La dsn simplifie la forme, pas le fond. Les taux restent complexes, les règles nombreuses. L’outil ne remplace pas la compréhension minimale des enjeux par le dirigeant.

Paiement à l’ursaf : impératif de régularité

Les cotisations sociales sont payées à l’ursaf selon un calendrier précis, généralement mensuel. Le non-respect de ces échéances entraîne pénalités et majorations. L’ursaf ne plaisante pas avec les retards.

  • Prélèvement automatique possible après validation des déclarations
  • Suivi des appels de cotisations dans l’espace en ligne
  • Régularisations en cas d’erreur ou de modification de rémunération

Le dirigeant de sasu a le choix : subir ces obligations ou les intégrer dans une stratégie d’optimisation sociale et fiscale. C’est là que la question du niveau de rémunération et de l’arbitrage salaire/dividendes devient centrale.

Optimiser les cotisations sociales en SASU

Jouer sur le duo salaire – dividendes

L’optimisation en sasu se joue surtout sur la frontière entre rémunération et dividendes. Le salaire coûte cher en charges, mais il ouvre des droits sociaux. Les dividendes sont fiscalement moins chargés, mais socialement pauvres.

  • Le salaire alimente la retraite, la protection sociale et la crédibilité bancaire
  • Les dividendes subissent la flat tax de 30 %, sans cotisations sociales
  • Un équilibre doit être trouvé selon les besoins de protection et de trésorerie

Un dirigeant qui se verse uniquement des dividendes économise des cotisations, mais prend un risque social majeur : faible retraite, faible couverture, dépendance à la bonne santé de la société.

Articuler stratégie sociale et fiscalité de la sasu

Par défaut, la sasu est soumise à l’impôt sur les sociétés, avec un taux réduit sur la première tranche de bénéfice puis un taux plus élevé au-delà. Dans certains cas, une option temporaire pour l’impôt sur le revenu est possible.

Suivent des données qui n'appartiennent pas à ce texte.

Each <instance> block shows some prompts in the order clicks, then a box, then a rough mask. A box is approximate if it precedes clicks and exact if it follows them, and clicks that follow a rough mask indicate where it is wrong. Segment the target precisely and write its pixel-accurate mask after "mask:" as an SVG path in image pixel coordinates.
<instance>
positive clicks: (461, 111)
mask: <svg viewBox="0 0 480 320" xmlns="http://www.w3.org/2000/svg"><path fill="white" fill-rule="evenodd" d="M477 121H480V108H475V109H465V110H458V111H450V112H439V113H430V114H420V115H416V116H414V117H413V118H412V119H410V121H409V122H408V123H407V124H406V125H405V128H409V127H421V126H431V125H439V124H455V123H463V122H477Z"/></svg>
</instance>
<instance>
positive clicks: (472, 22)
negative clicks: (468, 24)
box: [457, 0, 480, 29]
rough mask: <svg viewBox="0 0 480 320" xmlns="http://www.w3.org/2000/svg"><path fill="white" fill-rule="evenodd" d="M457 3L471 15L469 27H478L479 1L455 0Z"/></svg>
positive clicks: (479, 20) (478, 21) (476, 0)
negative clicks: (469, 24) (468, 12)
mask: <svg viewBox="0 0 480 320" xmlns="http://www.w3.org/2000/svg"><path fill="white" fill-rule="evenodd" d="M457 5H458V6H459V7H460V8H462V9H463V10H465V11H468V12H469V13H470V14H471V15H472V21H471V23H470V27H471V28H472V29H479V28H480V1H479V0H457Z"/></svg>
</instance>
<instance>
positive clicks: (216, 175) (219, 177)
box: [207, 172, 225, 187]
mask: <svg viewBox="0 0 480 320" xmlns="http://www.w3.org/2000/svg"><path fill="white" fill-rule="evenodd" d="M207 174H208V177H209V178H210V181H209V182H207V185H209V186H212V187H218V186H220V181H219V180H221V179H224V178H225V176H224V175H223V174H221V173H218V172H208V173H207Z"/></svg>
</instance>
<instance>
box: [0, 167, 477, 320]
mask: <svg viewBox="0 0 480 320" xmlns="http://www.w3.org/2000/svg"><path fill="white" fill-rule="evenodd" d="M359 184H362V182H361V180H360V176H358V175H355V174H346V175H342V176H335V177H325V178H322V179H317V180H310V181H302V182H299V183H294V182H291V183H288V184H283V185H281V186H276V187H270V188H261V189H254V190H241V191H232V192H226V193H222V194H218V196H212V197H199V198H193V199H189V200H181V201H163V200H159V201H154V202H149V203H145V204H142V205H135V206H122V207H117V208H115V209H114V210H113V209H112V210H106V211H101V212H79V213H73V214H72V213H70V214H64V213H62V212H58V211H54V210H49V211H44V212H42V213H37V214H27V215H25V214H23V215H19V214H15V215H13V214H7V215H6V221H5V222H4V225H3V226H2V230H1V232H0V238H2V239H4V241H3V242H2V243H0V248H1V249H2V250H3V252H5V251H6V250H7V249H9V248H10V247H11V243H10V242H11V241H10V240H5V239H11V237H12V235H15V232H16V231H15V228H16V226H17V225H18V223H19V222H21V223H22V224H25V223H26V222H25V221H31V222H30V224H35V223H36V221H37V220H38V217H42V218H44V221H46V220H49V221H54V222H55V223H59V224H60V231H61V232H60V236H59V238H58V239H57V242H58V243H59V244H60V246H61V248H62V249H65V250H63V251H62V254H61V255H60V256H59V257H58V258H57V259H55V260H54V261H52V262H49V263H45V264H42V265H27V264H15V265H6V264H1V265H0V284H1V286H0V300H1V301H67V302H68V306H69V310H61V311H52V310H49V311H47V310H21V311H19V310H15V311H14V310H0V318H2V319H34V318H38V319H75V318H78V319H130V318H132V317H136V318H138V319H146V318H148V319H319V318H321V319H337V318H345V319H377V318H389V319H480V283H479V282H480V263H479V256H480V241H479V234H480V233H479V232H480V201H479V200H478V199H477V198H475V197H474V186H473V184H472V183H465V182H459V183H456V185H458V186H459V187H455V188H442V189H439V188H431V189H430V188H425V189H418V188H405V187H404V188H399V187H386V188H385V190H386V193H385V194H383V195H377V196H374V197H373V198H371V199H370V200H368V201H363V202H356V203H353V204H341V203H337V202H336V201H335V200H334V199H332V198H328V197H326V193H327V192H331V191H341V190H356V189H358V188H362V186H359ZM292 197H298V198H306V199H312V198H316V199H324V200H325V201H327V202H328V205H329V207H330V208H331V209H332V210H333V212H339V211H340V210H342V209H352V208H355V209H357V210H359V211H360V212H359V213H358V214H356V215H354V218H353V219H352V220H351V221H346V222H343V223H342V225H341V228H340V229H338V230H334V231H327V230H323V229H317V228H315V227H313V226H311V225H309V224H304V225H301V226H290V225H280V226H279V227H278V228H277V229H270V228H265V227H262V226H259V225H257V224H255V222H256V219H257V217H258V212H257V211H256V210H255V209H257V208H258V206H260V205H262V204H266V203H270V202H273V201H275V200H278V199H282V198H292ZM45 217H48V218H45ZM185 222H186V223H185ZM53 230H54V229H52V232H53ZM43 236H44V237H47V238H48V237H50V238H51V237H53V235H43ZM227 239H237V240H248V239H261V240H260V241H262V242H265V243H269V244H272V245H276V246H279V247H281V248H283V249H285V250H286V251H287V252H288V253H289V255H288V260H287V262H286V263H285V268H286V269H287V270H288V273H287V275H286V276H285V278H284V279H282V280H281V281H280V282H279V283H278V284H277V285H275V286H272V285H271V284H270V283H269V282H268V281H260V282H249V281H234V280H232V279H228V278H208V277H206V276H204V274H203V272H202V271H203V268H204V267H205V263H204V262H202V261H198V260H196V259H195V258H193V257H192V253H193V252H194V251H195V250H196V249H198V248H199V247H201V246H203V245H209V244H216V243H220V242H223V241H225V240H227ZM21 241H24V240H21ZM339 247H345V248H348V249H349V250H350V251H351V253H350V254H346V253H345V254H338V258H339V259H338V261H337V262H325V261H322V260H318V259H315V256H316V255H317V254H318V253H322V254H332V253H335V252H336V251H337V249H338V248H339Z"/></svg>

Ces choix fiscaux influencent directement la pertinence des arbitrages de rémunération.

Paramètre Impact sur les cotisations
Niveau de salaire Plus il est élevé, plus les cotisations augmentent mais les droits aussi
Niveau de dividendes Pas de cotisations sociales, mais prélèvements sociaux et impôt
Choix is / ir Modifie la base d’imposition et la stratégie globale de rémunération

Optimiser, ce n’est pas tricher. C’est accepter les règles, les comprendre et les utiliser. La sasu ne protège pas du coût social, elle offre un terrain de jeu pour l’arbitrer. Au dirigeant de savoir ce qu’il veut : sécurité, cash immédiat ou équilibre fragile.

La sasu attire par sa souplesse juridique, mais son régime social reste exigeant. Le président est assimilé salarié, les charges sur salaire sont lourdes, les salariés suivent le droit commun, et quelques dispositifs comme l’acre ou les allègements sur bas salaires offrent un répit limité. Tout se joue ensuite entre la gestion fine de la rémunération, l’usage des dividendes et le respect rigoureux des déclarations dsn et des paiements à l’ursaf. Une sasu bien gérée socialement n’échappe pas aux cotisations, elle les transforme en outil de pilotage plutôt qu’en simple fatalité.